Still, communicating the value of collecting data through urban sensors also means articulating compelling, relevant use cases of the data. The value of open data from this smart city infrastructure is less clear unless there are specific examples of how data can be turned into local action:

Pancoast shared several problems that could be identified and illuminated by Array of Things data. Some examples:

  • Understanding how exhaust activity at O’Hare impacts surrounding property values
  • Understanding how noise pollution in certain areas of the city should impact zoning
  • Understanding the source of standing water

One specific case highlighted was Albany Park. Albany Park has a high incidences of flooding. If we could watch it, monitor where the water goes, how long it takes to evaporate and see how it correlates to other environmental factors, the problem can be better defined.

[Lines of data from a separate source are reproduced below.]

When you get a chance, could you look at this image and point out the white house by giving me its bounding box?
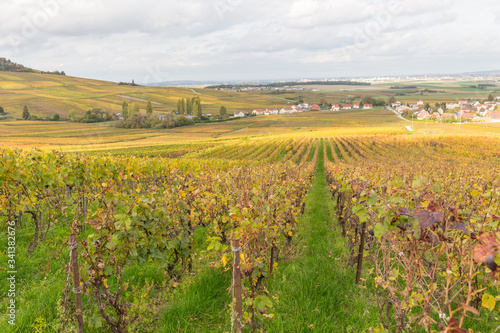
[417,111,430,120]
[234,110,248,118]
[252,109,264,116]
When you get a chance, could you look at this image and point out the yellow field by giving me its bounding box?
[0,109,500,153]
[0,72,292,118]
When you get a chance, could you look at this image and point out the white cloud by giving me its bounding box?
[0,0,500,80]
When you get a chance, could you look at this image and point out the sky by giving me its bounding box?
[0,0,500,84]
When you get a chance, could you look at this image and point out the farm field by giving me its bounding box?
[0,72,500,119]
[0,102,500,333]
[0,72,292,118]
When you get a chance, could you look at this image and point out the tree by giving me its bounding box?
[219,106,227,116]
[361,96,375,105]
[196,98,203,118]
[128,102,140,117]
[122,101,128,120]
[186,97,196,115]
[177,98,182,114]
[23,105,31,120]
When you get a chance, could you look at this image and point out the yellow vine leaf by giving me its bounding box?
[481,294,497,311]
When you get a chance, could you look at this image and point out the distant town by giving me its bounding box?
[390,96,500,123]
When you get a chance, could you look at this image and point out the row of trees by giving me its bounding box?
[0,58,33,72]
[69,108,113,123]
[177,97,203,118]
[115,113,200,129]
[122,101,153,120]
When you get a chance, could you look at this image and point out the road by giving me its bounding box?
[386,106,409,121]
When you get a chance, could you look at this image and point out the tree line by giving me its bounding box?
[115,98,201,129]
[177,97,203,118]
[0,58,33,72]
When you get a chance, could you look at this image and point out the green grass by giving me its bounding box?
[265,142,378,332]
[158,140,378,333]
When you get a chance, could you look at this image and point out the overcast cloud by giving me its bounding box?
[0,0,500,83]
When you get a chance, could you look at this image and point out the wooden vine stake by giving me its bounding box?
[356,222,366,284]
[233,239,243,333]
[69,234,83,333]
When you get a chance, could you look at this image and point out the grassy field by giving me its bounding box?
[0,109,406,151]
[0,72,500,118]
[0,72,292,118]
[0,73,500,333]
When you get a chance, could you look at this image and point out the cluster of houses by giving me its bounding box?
[391,96,500,122]
[233,103,321,117]
[234,103,373,117]
[332,104,373,111]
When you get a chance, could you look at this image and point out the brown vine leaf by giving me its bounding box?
[427,199,443,212]
[398,207,410,215]
[89,220,102,230]
[415,210,444,230]
[460,303,479,316]
[448,223,467,234]
[472,233,498,262]
[440,317,469,333]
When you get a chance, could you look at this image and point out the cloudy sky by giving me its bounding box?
[0,0,500,83]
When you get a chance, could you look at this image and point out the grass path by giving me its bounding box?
[266,142,377,332]
[160,141,378,333]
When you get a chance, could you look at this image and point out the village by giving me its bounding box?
[233,103,373,117]
[233,96,500,123]
[389,96,500,123]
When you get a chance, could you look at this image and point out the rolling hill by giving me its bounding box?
[0,72,292,118]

Engagement & Participation

Of course, problem identification isn’t enough to catalyze change. Communities have to be involved and empowered to act on the new information. In this light, another main theme from the event was resident engagement: what type of engagement is needed, who to engage with, and how to do it well. Specifically, there was an interest in how Chicagoans might broadly engage with the Array of Things project outside of targeted efforts in schools and youth programs. At Smart Chicago, we are committed to this broad engagement with urban sensing and the Internet of Things.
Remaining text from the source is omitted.